MCP Scaled Like Docker in 2014. Now It Needs the Kubernetes Moment.
The Model Context Protocol went to production before its production stack was finished. The 86%-local, 5%-production split tells only half the story. The other half is that every signal that mattered for Docker circa 2014 is present for MCP right now.
By the end of 2025, MCP had been adopted across ChatGPT, Cursor, Claude, Gemini, Microsoft Copilot, and VS Code, with more than 16,000 servers indexed across registries and monthly Python plus TypeScript SDK downloads hitting 97 million. The Linux Foundation's Agentic AI Foundation now stewards the spec, co-founded with OpenAI and Block and backed by Google, Microsoft, AWS, Cloudflare, and Bloomberg. The protocol is, by any reasonable measure, past the prototype threshold.
It is also, by every measure that matters for production, not yet finished.
Research from Clutch Security found that 86% of MCP servers run locally on developer machines, while only 5% run in production environments — CI, cloud, or Kubernetes. In a typical 10,000-person organization, that works out to roughly 1,500 employees running about two MCP servers each, or 3,000+ deployments connecting to around 115 distinct enterprise services, almost all of them local. The 13-month growth curve, from 3 implementations in October 2024 to roughly 7,000 in November 2025, is the kind of number that gets cited in conference keynotes. It is also the kind of number that security teams lose sleep over.
The deployment topology tells one story. The security topology tells another. Astrix Security's analysis of more than 5,200 MCP server implementations found 88% require credentials, 53% rely on static API keys or long-lived personal access tokens, and only 8.5% use OAuth. Seventy-nine percent of API keys pass through environment variables. Zuplo's State of MCP Report puts the share of servers with no authentication at 25% and reports that 38% of builders cite security concerns as actively blocking increased adoption. It also finds 58% of MCP servers wrap existing APIs rather than building new capabilities — useful for prototyping, brittle for production.
What the OWASP MCP Top 10 catalogs is the natural consequence: tool poisoning, privilege escalation through scope creep, supply-chain attacks, command injection, and insufficient authentication and audit. Independent testing found 43% of MCP implementations had command-injection flaws and 492 servers exposed on the open internet with zero authentication. AuthZed's analysis lands the diagnosis cleanly: "The spec handles authentication. Authorisation, the actual permission decisions, is left entirely to implementers." Cato Networks has documented two vulnerabilities in Anthropic's own MCP SDK — a default-permissive CORS policy and unvalidated redirect URIs enabling silent OAuth token theft — that are the kind of finding that ends up in a postmortem.
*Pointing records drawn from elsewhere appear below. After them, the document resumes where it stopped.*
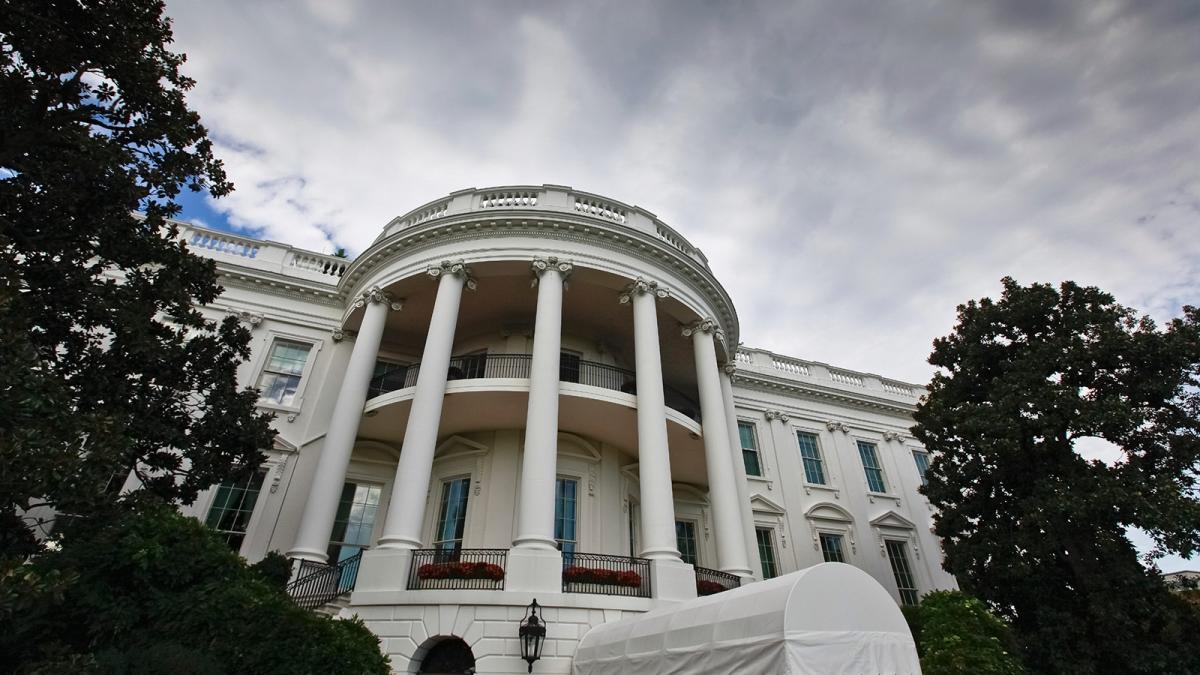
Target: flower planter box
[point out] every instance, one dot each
(435, 571)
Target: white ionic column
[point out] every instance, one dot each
(672, 578)
(653, 461)
(402, 529)
(539, 469)
(534, 562)
(739, 470)
(321, 508)
(723, 490)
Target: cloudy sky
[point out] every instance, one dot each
(852, 169)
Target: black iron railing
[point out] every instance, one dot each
(317, 584)
(606, 574)
(457, 569)
(591, 374)
(709, 581)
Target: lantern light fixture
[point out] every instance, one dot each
(533, 634)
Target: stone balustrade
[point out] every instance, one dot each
(761, 360)
(547, 198)
(262, 255)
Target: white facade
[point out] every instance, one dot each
(580, 389)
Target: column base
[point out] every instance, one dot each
(384, 569)
(672, 580)
(532, 569)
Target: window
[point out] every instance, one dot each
(565, 500)
(898, 556)
(831, 548)
(766, 538)
(814, 469)
(685, 541)
(468, 366)
(749, 448)
(453, 518)
(569, 366)
(870, 457)
(281, 377)
(233, 506)
(387, 377)
(922, 460)
(354, 523)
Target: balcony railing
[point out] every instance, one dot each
(591, 374)
(479, 569)
(606, 574)
(709, 581)
(318, 584)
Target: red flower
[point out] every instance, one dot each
(706, 587)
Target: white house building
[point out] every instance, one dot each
(534, 392)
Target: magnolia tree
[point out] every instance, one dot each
(1031, 525)
(107, 364)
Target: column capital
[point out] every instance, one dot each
(777, 414)
(376, 294)
(832, 425)
(539, 264)
(643, 287)
(707, 326)
(457, 268)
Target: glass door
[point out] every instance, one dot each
(354, 524)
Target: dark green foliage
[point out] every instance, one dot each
(957, 635)
(157, 592)
(1027, 524)
(107, 364)
(275, 568)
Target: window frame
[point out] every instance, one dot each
(264, 359)
(910, 596)
(757, 451)
(841, 545)
(252, 514)
(879, 466)
(771, 547)
(435, 538)
(576, 517)
(922, 473)
(695, 541)
(375, 523)
(822, 466)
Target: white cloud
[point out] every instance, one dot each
(852, 171)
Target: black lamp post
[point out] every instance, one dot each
(533, 633)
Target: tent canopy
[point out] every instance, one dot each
(826, 620)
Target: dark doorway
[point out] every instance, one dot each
(450, 656)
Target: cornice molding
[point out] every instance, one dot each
(813, 392)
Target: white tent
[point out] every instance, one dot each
(827, 620)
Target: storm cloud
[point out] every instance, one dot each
(852, 169)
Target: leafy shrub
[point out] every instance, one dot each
(275, 568)
(955, 634)
(157, 592)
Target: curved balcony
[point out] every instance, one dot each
(516, 366)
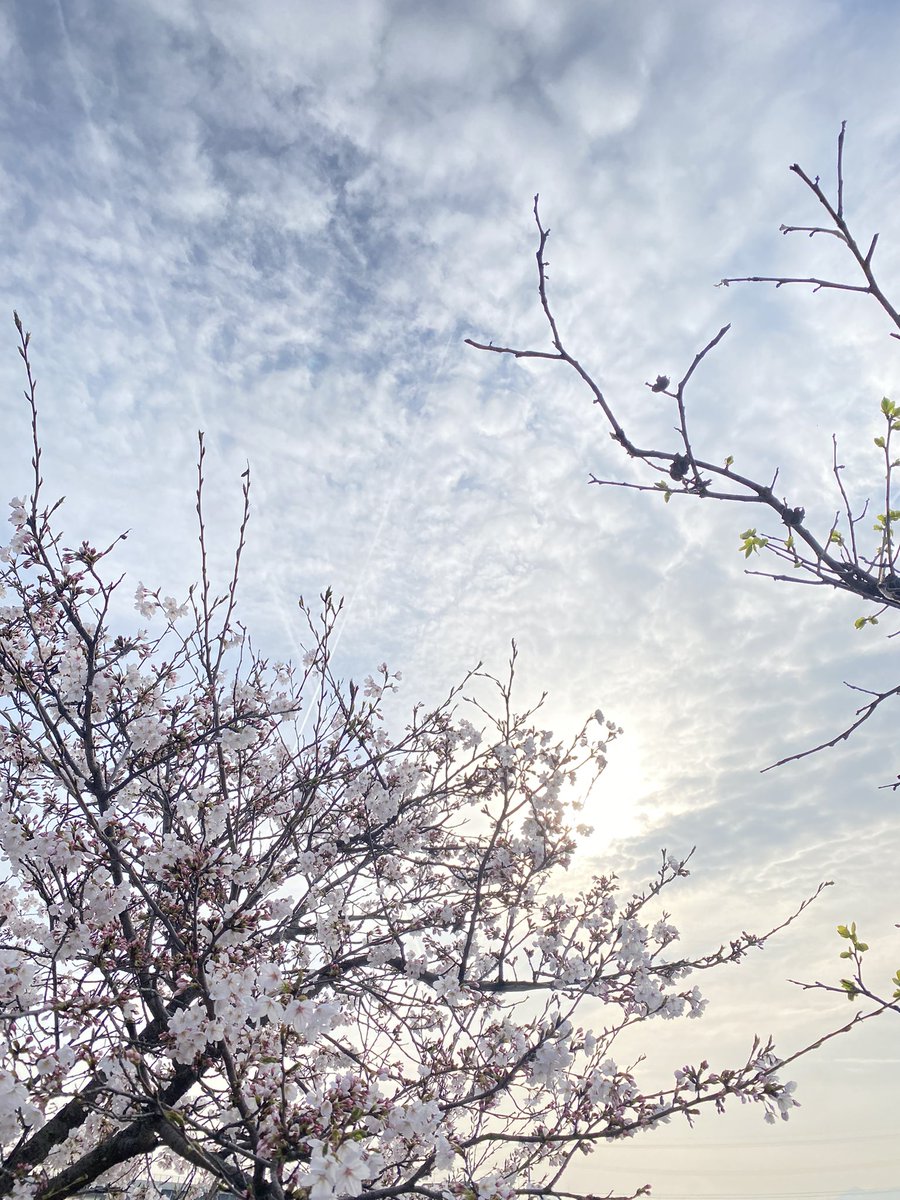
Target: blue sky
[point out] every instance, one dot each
(277, 222)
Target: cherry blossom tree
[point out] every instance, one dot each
(844, 556)
(249, 936)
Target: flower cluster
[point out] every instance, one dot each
(244, 924)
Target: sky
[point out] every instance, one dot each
(277, 222)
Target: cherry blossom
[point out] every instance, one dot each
(247, 927)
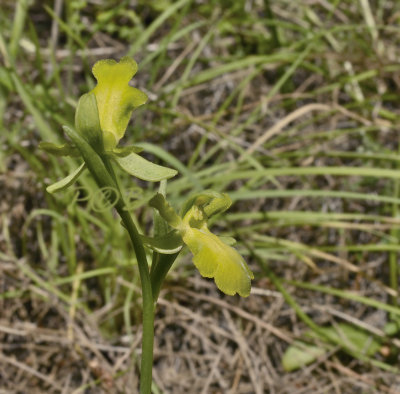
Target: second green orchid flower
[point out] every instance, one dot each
(213, 257)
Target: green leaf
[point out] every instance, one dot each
(59, 150)
(166, 211)
(92, 159)
(168, 244)
(299, 354)
(124, 151)
(67, 181)
(143, 169)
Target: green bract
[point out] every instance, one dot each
(211, 256)
(115, 98)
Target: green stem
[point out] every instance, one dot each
(103, 173)
(147, 292)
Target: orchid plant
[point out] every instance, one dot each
(101, 119)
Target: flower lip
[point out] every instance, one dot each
(116, 99)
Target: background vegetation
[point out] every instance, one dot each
(290, 106)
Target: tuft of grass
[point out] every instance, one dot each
(290, 107)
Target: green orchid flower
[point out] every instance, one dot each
(115, 98)
(213, 257)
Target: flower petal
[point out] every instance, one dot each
(214, 259)
(115, 98)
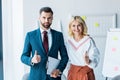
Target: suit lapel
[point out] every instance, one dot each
(53, 40)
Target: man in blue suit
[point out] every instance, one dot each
(35, 54)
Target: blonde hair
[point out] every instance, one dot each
(81, 21)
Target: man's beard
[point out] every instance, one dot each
(46, 26)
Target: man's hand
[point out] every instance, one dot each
(36, 58)
(55, 73)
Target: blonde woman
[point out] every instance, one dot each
(82, 51)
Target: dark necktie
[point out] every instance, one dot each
(45, 41)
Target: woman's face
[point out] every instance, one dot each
(76, 28)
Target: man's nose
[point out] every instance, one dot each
(46, 20)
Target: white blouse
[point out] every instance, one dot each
(77, 50)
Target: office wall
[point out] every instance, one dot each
(1, 53)
(20, 16)
(64, 8)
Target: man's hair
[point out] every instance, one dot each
(46, 9)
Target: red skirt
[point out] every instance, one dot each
(80, 73)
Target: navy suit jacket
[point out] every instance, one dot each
(33, 42)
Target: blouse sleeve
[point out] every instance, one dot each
(94, 54)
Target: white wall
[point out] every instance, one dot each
(12, 28)
(20, 16)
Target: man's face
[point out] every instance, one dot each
(46, 19)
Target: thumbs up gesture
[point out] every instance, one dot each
(36, 58)
(86, 57)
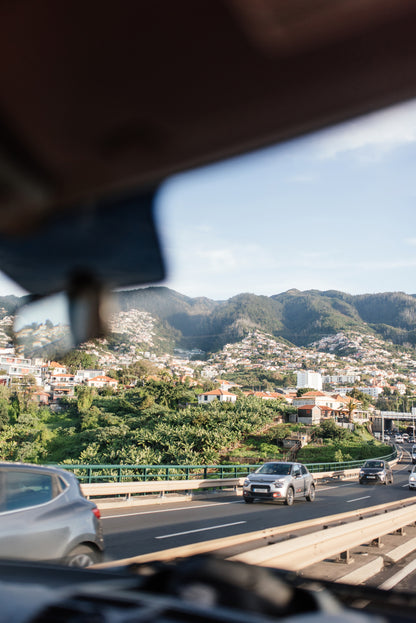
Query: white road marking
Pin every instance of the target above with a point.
(335, 487)
(399, 576)
(225, 525)
(169, 510)
(358, 499)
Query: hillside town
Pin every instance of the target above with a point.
(322, 375)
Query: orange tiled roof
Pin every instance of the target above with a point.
(217, 392)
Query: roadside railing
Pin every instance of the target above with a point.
(88, 474)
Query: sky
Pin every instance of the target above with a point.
(332, 210)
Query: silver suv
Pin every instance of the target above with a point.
(44, 516)
(279, 481)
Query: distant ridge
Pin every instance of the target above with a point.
(299, 317)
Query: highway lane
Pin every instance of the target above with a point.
(142, 530)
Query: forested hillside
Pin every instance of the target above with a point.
(298, 317)
(146, 425)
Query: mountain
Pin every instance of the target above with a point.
(295, 316)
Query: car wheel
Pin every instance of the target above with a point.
(290, 497)
(311, 495)
(83, 556)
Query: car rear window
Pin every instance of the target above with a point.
(22, 489)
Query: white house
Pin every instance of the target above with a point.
(102, 381)
(306, 378)
(216, 394)
(317, 398)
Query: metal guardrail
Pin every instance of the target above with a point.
(303, 551)
(263, 536)
(144, 473)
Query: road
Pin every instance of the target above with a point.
(135, 531)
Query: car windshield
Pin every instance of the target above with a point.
(279, 469)
(282, 334)
(374, 464)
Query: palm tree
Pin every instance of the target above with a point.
(351, 407)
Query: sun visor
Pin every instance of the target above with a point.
(113, 242)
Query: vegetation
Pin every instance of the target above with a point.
(340, 444)
(144, 425)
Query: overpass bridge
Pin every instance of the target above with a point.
(383, 421)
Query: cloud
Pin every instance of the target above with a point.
(378, 132)
(303, 179)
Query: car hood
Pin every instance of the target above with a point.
(372, 470)
(266, 477)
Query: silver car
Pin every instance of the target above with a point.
(44, 516)
(279, 481)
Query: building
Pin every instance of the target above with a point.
(102, 381)
(334, 379)
(374, 392)
(306, 378)
(319, 399)
(216, 394)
The pattern is not new. Docker in 2014 was the developer experience that would eat the world; production-grade orchestration, what eventually became Kubernetes, was a separate, harder problem that took roughly four years to consolidate. MCP is, structurally, in the same place. The runtime is in production. The deployment, identity, tenancy, and observability layer around it is not.
The scaffolding is no longer a research problem. The November 2025 MCP specification introduced OAuth 2.1-based authorization for HTTP transports and Client ID Metadata Documents as the recommended client registration mechanism, superseding the deprecated SSE mode. The Cloud Security Alliance's Agentic AI MCP Security Best Practices v1 is now a public reference. The institutional pieces are in place: foundation governance, named backers, an active spec, and an industry analyst community — including Simon Willison's "lethal trifecta" framing — that has already named the problem.
The remaining work is engineering, not advocacy. Tenancy isolation, per-agent audit trails, transport choice under load (Stacklok benchmarks show STDIO failing 20 of 22 requests at 20 simultaneous connections), and the long tail of credential hygiene across 16,000 servers is the work of the next two to four years, not the next two to four months.
For a Type0 team making a build-or-buy decision on AI infrastructure, the takeaway is simple. The protocol is real, the adoption curve is real, and the security gap is also real — and it is the kind of gap that gets closed by the same people who close every other production gap, on a known timeline, with the tools already specified. The Kubernetes moment is not a question of whether. It is a question of who builds it.